The ACLU sent a letter to SBISD on behalf of the student, warning the district that the actions potentially put them in violation of the Fourteenth Amendment and Title IX. Click here to read the letter.
The teen and her father want to see real changes.
"I'm hoping to see that the district changes their policy and that they have a change of heart of what they've been saying," the teen said. "And, like, they actually own up to their mistakes."
The teen said her teammates have been supportive of her, and she's thankful for that. She also said she still loves the sport and that she is not giving up on speaking up for herself and others like her.
Here's a statement issued by Spring Branch ISD:
"Spring Branch ISD denies any discrimination and treats students equally and fairly. We are aware of the situation with one student at one of our high schools who is dissatisfied with SBISD practices, which are applied to all athletes at that campus. SBISD is currently investigating this matter."
The ACLU of Texas released this statement and said it invited the district to meet:
"ACLU decided to support G.H.'s advocacy because the District's dress code is discriminatory on its face, setting restrictions for girls that it doesn't for boys based on harmful and outdated gender stereotypes.
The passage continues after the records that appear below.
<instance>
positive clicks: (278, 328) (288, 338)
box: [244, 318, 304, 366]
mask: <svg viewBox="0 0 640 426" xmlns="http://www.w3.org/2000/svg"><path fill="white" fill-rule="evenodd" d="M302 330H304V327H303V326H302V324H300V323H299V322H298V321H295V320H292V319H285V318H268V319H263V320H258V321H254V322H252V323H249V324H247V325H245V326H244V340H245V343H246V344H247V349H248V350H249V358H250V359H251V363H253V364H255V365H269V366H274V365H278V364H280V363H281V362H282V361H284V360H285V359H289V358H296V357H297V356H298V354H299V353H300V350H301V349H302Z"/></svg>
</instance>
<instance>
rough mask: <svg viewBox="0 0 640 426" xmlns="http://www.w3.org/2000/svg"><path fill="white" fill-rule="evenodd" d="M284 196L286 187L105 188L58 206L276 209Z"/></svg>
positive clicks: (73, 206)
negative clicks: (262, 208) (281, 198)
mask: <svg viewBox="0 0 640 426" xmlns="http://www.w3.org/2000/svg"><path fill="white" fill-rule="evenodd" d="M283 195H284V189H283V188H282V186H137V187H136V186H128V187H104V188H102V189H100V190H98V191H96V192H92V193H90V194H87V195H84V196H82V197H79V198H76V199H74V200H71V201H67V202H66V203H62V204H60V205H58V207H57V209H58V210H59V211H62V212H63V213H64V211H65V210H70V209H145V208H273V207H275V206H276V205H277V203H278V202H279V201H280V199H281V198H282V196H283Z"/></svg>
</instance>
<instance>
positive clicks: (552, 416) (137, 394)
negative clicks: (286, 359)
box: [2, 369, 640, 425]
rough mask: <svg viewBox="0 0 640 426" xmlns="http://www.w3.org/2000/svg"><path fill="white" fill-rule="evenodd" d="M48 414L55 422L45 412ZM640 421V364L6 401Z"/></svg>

Also, the Spring Woods High girls' cross country team has been treated unequally in terms of coaching and training, which signals to girl athletes that they are not seen as serious athletic competitors with serious potential. And as our clients so bravely shared, we got involved because G. H. was being mistreated for speaking out on behalf of herself and her teammates. We sent our letter to the District on March 1 and we have invited the District to meet so that we can work together on these very serious issues."